Making grace stick

Steve Snodgrass, Flickr
Sometimes we face problems in life that really rub us wrong, abrasive and hurtful experiences that we would never characterize as good. Like everyone, I have come through many of these episodes; in hindsight some of them even make sense. I’d go so far as to say that I’m grateful for them.

Here’s one way to think about these situations.

If you’ve ever worked at refinishing a cabinet or chair or some other item, you know that to make new paint stick you might need to apply some sandpaper and elbow grease. You need to rough up the surface to ensure the paint adheres, all those tiny grooves creating surface area for the paint to find purchase.
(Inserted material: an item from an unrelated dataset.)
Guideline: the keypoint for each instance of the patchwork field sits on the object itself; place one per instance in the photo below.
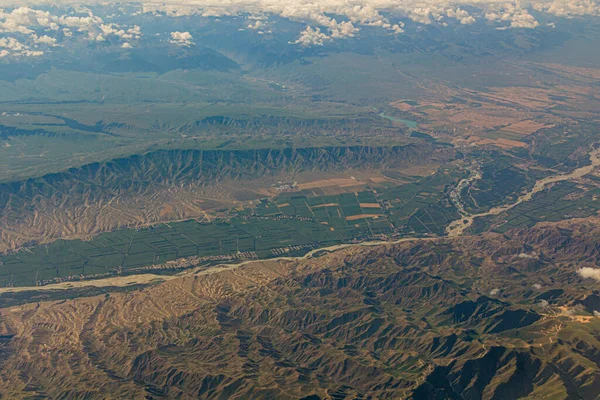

I think that’s sometimes what God is doing for us. Sanctification is like a refurb project, and the experiences that seem so abrasive and hurtful are God’s way of ensuring grace adheres. God roughs up our surfaces to make his grace stick.

The fifth-century Egyptian ascetic known as Mark the Monk put it this way: “Look to the end of every involuntary suffering, and you will find in it removal of sins.” We endure pain and wrongs and hardship to find that God has used them to purify us, to transform us.

James tells us, “Count it all joy, my brethren, when you meet various trials, for you know that the testing of your faith produces steadfastness. And let steadfastness have its full effect, that you may be perfect and complete, lacking in nothing” (1.2-4).

Question for reflection: How does it change your experience of hardship to know that God is using and directing all things, even the painful ones, for our good (Rom 8.28)?